In its report, Grossly Indecent: Confronting the Legacy of State Sponsored Discrimination Against Canada’s LGBTQ2SI Communities, Egale’s Just Society Committee lays out a three-point plan of action they want the federal government to accept that they say will start the conversation about how to eliminate discrimination against non-heterosexual Canadians.
First, the committee asks Prime Minister Justin Trudeau to accept their recommendations by July 3, which is Pride Day.
Second, it asks the government to meet with former Supreme Court Justice Frank Iacobucci, who has volunteered to facilitate the process, and identify where it can immediately pay recompense to past victims of discrimination, such as members of the Canadian military who were discharged for being gay.

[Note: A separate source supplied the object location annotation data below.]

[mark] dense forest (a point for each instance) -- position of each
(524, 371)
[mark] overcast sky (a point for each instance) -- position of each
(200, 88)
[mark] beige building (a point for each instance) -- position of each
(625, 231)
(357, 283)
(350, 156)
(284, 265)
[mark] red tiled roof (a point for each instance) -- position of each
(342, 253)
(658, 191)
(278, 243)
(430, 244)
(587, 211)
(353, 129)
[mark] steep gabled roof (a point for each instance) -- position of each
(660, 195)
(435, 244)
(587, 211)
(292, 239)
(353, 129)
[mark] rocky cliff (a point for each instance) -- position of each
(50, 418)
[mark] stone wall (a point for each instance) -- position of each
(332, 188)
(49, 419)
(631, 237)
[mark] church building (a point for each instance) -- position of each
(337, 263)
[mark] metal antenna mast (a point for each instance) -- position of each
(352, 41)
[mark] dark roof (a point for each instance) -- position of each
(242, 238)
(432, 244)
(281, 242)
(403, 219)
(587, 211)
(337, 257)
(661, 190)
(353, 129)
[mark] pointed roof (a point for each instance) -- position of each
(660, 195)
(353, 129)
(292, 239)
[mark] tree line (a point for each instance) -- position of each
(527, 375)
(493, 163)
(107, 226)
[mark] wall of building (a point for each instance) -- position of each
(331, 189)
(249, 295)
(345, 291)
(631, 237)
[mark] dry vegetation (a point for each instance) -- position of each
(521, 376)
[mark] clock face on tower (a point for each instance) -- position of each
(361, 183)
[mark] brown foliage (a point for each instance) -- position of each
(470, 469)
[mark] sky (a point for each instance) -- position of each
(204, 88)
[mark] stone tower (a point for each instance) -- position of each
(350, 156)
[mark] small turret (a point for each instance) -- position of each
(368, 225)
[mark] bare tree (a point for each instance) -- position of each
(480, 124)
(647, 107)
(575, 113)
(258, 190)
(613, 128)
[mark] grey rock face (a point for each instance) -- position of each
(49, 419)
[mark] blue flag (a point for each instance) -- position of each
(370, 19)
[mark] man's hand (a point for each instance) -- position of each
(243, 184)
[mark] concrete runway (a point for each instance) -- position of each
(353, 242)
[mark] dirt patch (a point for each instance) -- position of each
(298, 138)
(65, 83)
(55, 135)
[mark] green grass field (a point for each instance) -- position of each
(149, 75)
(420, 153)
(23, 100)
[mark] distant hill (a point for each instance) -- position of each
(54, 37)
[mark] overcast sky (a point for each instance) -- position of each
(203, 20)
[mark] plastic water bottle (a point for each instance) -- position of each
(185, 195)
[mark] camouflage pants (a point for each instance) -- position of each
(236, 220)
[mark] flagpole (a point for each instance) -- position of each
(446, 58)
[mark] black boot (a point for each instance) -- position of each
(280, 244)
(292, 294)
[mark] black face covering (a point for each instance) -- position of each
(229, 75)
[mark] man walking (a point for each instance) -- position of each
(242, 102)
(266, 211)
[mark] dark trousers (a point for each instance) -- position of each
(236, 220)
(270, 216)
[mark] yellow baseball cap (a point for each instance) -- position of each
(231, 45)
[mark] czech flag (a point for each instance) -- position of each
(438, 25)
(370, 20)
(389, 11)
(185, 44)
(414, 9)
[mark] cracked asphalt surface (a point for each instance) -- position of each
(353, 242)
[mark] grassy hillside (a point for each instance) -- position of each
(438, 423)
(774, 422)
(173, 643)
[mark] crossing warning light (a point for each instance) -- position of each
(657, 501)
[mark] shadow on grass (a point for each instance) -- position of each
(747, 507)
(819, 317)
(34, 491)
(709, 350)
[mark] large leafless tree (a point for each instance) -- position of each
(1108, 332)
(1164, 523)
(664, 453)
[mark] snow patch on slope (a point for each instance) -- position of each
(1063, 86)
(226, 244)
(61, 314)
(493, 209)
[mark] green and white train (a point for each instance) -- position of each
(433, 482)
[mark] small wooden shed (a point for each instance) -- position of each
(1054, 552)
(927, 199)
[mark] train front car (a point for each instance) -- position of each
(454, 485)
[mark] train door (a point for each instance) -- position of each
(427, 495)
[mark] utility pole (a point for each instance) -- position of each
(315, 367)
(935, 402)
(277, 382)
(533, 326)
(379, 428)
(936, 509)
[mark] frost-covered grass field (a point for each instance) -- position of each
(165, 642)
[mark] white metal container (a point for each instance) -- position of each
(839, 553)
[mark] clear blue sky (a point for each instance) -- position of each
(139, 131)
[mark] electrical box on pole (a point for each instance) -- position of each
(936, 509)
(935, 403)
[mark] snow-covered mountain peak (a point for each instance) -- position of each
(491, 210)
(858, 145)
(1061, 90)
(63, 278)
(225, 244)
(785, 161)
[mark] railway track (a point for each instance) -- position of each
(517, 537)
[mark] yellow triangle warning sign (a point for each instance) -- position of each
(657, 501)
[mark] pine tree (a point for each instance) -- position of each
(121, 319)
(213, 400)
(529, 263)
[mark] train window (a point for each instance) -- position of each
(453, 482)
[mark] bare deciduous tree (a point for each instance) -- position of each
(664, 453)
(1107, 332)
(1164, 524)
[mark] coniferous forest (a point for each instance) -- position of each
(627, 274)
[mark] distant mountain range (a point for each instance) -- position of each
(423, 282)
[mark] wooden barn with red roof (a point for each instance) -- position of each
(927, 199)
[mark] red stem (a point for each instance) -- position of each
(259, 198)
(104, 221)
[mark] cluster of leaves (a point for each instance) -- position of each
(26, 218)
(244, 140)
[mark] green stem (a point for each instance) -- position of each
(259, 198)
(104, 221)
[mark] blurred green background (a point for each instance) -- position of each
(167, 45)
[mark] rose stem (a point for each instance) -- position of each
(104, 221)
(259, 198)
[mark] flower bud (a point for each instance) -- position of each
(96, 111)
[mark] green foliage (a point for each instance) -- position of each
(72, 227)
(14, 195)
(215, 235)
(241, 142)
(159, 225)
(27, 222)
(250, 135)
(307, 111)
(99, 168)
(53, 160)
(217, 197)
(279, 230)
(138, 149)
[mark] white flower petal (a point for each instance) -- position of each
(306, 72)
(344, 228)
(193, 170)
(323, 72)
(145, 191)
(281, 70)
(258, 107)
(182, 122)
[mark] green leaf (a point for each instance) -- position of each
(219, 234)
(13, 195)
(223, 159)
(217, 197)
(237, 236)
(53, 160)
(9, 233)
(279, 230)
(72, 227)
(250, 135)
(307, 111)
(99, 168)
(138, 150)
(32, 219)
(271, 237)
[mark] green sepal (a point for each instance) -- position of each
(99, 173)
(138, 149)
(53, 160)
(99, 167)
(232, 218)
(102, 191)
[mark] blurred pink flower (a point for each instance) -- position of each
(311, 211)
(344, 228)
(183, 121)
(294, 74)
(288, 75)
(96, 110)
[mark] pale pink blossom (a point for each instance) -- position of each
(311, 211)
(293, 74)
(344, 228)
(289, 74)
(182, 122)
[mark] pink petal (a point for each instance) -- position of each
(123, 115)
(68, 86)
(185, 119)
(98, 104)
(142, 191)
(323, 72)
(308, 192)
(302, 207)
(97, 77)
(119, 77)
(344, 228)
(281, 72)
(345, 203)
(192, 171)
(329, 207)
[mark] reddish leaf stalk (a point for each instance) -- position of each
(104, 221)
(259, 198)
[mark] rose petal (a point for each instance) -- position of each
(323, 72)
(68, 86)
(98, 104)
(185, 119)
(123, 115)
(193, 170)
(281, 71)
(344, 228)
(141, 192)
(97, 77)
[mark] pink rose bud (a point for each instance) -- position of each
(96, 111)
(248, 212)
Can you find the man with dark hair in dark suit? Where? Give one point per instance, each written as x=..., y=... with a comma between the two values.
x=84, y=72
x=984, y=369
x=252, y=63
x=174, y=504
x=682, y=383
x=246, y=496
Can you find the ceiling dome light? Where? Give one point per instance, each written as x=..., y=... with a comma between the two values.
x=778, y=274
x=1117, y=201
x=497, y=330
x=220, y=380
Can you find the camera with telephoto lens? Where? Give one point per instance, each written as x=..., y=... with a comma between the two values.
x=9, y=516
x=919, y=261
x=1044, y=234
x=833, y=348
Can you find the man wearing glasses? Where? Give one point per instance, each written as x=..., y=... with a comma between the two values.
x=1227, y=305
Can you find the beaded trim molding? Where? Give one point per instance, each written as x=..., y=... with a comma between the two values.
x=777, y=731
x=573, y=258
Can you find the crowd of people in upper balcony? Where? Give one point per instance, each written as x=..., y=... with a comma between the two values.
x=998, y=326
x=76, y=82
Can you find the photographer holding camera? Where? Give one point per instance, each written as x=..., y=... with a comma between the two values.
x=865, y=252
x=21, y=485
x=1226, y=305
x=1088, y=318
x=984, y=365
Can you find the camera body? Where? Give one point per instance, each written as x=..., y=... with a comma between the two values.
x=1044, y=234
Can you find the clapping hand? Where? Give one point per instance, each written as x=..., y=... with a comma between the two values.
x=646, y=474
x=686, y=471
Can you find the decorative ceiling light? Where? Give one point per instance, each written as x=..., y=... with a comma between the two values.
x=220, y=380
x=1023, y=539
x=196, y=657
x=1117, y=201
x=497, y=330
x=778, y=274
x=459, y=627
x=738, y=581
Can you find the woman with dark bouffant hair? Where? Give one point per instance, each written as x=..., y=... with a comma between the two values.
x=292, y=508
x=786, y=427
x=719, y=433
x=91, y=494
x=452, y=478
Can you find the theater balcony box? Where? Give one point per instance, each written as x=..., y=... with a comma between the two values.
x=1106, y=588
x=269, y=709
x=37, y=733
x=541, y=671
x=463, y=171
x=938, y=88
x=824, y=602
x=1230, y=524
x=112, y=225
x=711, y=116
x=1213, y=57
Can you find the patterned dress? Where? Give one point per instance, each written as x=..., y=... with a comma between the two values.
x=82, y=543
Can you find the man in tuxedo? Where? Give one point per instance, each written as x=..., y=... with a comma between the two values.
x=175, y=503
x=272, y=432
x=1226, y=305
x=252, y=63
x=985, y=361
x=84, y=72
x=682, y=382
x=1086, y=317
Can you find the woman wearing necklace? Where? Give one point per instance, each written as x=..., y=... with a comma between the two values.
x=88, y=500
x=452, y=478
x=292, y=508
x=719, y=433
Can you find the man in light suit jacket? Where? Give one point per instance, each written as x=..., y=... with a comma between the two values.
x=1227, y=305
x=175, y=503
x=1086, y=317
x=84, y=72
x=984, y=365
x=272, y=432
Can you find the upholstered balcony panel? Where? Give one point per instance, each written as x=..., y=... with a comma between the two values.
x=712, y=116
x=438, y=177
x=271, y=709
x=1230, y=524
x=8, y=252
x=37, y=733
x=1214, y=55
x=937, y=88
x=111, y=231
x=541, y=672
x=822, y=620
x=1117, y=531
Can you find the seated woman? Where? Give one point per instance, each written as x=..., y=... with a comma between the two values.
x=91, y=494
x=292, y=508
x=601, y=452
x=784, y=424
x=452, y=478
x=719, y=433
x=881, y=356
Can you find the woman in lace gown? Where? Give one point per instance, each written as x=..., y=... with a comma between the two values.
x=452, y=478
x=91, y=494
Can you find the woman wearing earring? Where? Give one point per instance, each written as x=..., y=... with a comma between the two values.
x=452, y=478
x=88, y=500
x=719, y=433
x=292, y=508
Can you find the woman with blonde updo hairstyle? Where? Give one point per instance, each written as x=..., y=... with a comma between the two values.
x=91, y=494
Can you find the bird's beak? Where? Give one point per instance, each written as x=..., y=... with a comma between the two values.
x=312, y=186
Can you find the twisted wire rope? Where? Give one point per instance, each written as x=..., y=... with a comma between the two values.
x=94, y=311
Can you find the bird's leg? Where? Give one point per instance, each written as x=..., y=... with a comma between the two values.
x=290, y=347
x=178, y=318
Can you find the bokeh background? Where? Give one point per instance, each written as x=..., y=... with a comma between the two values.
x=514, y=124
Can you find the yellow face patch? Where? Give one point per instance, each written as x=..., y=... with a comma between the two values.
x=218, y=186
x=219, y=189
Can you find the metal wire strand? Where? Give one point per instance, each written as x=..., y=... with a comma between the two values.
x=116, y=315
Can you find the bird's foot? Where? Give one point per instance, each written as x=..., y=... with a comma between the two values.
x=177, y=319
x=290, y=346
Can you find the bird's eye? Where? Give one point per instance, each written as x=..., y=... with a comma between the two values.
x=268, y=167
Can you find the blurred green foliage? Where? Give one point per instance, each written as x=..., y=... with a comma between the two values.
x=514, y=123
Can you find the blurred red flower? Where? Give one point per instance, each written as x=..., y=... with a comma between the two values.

Third, the committee asks the government to work with stakeholders, including Egale, to come up with a 12-month plan to get rid of the discrimination against the queer community in the Criminal Code.
George Elliott, a constitutional lawyer working with Egale, pointed to Section 159 of the Criminal Code as one of the many areas that can be quickly changed.
That section says that “every person who engages in an act of anal intercourse is guilty of an indictable offence and liable to imprisonment” for no longer than ten years.
It excludes anal intercourse between “husband and wife” or “any two persons, each of whom is eighteen years of age of more.”
Elliott says the exceptions don’t matter though because having the law on the books at all is discriminatory, and that while there is great progress being made across the country to reduce discrimination, the federal government needs to commit to playing a leading role in the form of the recommendations laid out in the report.
“There’s a lot of moving parts out there,” Elliott said. “Someone needs to be the shepherd.”
The press conference Monday in Ottawa came just one day after a radicalized American gunman opened fire on a gay nightclub in Orlando, Fla., killing 49 people.
Prime Minister Justin Trudeau condemned the killing Sunday afternoon and said Monday during a press conference that the flag of Parliament Hill had been lowered to half-mast to honour the victims, as well as to honour Canadian Robert Hall, killed by the radical Islamist group Abu Sayyaf in the Philippines.
Kennedy said they thought “long and hard” over whether to delay releasing the report in light of the Orlando attack but decided against it and said the tragedy drives home the discrimination that queer communities face around the world.
Even though Canada legalized gay marriage a decade ago, it’s work is far from done, Kennedy said, noting communities around the world are mourning the loss of the victims in Orlando.
“We are not competing here for the attention,” Kennedy said. “We are united as one.”